Hablar en una boda pone nervioso a casi todo el mundo: hay cien personas, cámaras y un micrófono. Lo que salva un discurso no es la elocuencia sino la estructura y las anécdotas propias. Cuéntanos las tuyas y te devolvemos un texto ordenado y con ritmo, listo para practicar.
¿Para qué sirve?
Escribe discursos de boda para padrinos, madrinas, hermanos, padres o amigos. El resultado se apoya únicamente en las anécdotas que tú aportas: no inventa historias, porque un discurso con detalles falsos se nota al segundo. Elige duración y tono, y el texto se ajusta al tiempo real de lectura en voz alta.
¿Cómo funciona?
- Cuenta en dos líneas cuál es la situación. Cuanto más concreto, menos genérico sale el mensaje.
- Elige la relación, el formato y el largo con los botones.
- Pulsa Generar y copia la versión que más suene a ti.
Preguntas frecuentes
¿Cuánto debe durar un discurso de boda?
Entre dos y cuatro minutos.

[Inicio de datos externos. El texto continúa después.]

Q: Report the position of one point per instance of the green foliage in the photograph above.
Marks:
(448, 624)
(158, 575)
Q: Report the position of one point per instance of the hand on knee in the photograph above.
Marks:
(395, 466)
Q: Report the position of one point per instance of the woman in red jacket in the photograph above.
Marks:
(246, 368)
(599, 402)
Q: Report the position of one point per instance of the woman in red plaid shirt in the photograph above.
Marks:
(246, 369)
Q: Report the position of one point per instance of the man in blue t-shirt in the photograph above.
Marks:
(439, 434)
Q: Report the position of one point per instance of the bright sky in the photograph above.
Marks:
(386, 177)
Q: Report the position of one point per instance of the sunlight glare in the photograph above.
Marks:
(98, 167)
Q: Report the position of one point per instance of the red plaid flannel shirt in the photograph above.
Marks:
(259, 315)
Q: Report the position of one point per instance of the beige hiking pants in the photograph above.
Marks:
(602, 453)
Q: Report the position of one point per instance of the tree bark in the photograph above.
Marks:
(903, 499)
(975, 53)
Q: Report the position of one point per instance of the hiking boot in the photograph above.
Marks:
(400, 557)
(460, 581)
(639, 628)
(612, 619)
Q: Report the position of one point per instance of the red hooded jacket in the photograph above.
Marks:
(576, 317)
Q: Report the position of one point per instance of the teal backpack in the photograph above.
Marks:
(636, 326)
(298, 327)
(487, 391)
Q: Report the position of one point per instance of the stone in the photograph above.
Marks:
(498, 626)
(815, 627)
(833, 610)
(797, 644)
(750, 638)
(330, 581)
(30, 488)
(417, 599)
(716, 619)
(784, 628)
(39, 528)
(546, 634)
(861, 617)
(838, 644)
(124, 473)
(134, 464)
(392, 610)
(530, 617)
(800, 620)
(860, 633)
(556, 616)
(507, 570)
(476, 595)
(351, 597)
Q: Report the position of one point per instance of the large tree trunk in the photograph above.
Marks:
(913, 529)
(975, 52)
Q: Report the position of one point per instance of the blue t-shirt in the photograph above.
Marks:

Pasados los cinco, la atención de la sala cae en picada.
¿Con qué empiezo?
Diciendo quién eres y qué relación tienes con los novios. Mucha gente en la sala no te conoce.
¿Cuánto humor es demasiado?
Sirve el que hace reír a los novios. Cualquier anécdota que los avergüence delante de la familia política es un mal cálculo.
¿Puedo leerlo o hay que memorizarlo?
Leerlo está perfectamente bien y es lo que hace la mayoría. Practícalo dos o tres veces en voz alta para no tropezar.